Earlier this week, the company surprised those who were following the development of the software by publishing the source code on GitHub, making it free for anyone interested in it to download and examine.
Scalable Analytics for All
The Pinot software is highly scalable and flexible, and it was designed to feed results into LinkedIn’s web app as quickly as possible. It uses an SQL-like interface that is designed to provide high throughput and low latency so that it can cope with the massive demand that the traffic levels of LinkedIn will put on it.
A more basic version of the software has been behind the “Who Viewed Your Profile” function of LinkedIn for more than a year. The developers had been using MySQL and Oracle for their site and relied on a batch job that would process the information from the Hadoop file system, which is open-source, and feed it into their database. This old system was too slow to be useful, with profile views sometimes taking several days to be parsed and shown to the end-user.
The new system is capable of handling up to a billion events a day. It is similar in design and functionality to another open-source tool called Druid. The team at LinkedIn were concerned that Druid would not be scalable enough (even though some production-environment Druid analytics installations are handling more than a trillion events per month), and this was a part of the reason that they decided to develop their own software.

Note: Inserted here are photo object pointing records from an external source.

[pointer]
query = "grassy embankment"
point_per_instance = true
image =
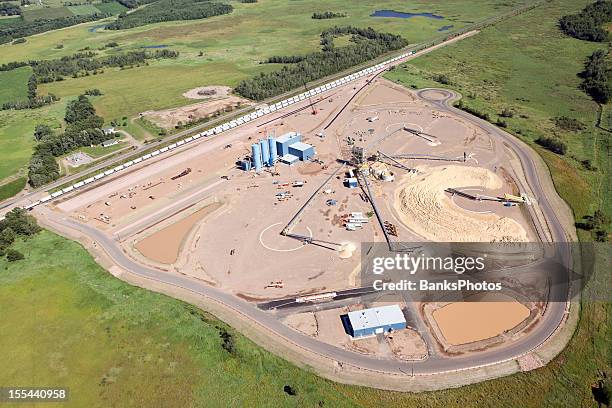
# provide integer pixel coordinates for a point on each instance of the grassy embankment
(233, 45)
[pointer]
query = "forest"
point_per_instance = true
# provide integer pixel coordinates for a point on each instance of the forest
(170, 10)
(366, 44)
(9, 9)
(72, 65)
(587, 25)
(82, 129)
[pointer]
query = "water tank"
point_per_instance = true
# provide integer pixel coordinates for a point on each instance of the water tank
(265, 152)
(256, 154)
(272, 147)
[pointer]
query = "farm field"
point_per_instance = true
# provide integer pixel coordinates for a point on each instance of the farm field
(114, 334)
(232, 47)
(83, 9)
(46, 13)
(111, 7)
(99, 151)
(534, 73)
(14, 84)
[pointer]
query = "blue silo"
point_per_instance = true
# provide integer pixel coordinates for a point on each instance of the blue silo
(265, 152)
(272, 146)
(256, 153)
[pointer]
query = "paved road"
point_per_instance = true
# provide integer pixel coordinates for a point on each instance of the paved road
(549, 321)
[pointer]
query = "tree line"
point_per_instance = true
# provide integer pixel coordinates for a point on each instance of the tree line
(596, 76)
(327, 15)
(366, 44)
(82, 129)
(587, 25)
(45, 71)
(17, 223)
(26, 28)
(33, 101)
(170, 10)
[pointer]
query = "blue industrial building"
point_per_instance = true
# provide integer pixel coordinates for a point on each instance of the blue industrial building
(246, 165)
(265, 152)
(302, 150)
(283, 142)
(256, 156)
(377, 320)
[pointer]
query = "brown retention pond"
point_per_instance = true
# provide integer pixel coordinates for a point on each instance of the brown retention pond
(467, 322)
(165, 245)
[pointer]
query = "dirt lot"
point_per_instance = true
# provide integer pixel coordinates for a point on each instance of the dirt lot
(468, 322)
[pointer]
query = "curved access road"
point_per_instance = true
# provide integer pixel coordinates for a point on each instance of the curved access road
(435, 364)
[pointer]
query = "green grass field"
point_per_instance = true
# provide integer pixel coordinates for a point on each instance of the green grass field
(9, 20)
(83, 9)
(16, 134)
(14, 84)
(233, 45)
(67, 322)
(532, 71)
(111, 8)
(11, 188)
(99, 151)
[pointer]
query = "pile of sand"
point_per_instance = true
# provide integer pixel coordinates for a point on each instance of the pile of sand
(428, 211)
(346, 250)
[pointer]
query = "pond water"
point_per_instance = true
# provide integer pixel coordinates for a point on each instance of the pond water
(399, 14)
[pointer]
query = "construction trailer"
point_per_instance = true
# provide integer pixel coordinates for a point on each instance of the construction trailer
(256, 156)
(377, 320)
(283, 142)
(351, 182)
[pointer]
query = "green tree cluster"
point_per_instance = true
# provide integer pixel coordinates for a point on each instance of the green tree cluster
(596, 77)
(366, 44)
(82, 129)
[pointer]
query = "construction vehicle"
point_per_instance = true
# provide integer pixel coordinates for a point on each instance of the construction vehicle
(513, 198)
(314, 298)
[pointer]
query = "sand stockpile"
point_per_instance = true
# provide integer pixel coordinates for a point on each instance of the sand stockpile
(427, 210)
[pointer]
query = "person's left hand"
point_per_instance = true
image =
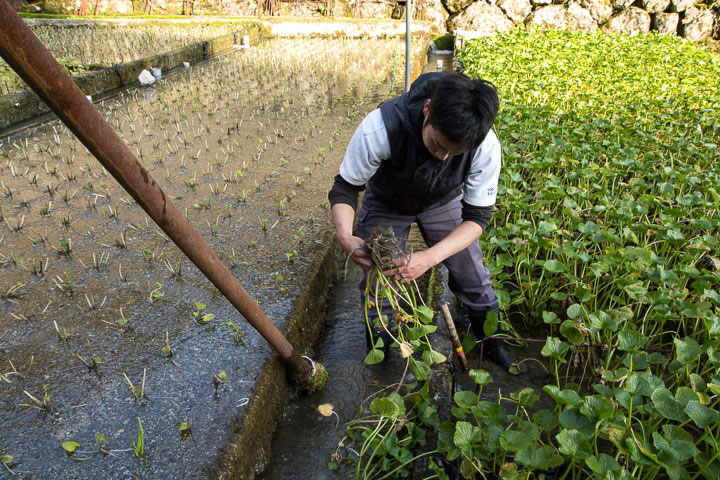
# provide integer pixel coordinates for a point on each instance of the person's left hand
(412, 266)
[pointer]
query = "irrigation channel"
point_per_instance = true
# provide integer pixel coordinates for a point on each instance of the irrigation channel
(306, 442)
(107, 333)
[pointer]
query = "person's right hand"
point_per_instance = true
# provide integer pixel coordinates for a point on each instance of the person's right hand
(355, 247)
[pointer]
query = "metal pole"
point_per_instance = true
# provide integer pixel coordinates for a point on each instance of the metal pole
(408, 18)
(26, 54)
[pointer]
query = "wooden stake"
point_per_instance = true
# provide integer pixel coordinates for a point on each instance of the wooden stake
(454, 335)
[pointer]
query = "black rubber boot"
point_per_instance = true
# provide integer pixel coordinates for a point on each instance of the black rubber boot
(493, 348)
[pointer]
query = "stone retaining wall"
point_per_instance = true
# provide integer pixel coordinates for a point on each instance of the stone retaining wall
(685, 18)
(693, 19)
(23, 106)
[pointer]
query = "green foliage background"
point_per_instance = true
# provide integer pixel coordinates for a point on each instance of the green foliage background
(607, 231)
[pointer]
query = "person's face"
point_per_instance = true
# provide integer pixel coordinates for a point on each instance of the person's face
(437, 143)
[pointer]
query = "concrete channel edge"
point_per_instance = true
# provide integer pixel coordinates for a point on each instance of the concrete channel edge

LinkedIn uses analytics-based workloads for a huge number of tasks, including profile views, ads and jobs postings, and they will be moving more and more of their features over to Pinot over the coming months. Their goal is to make all of the site’s features “intelligent” and improve them based on the massive amounts of data that the site collects as users communicate with each other and network on the website. Pinot is just one of the data tools that they have released as open source, and it is well worth a look for those interested in big data.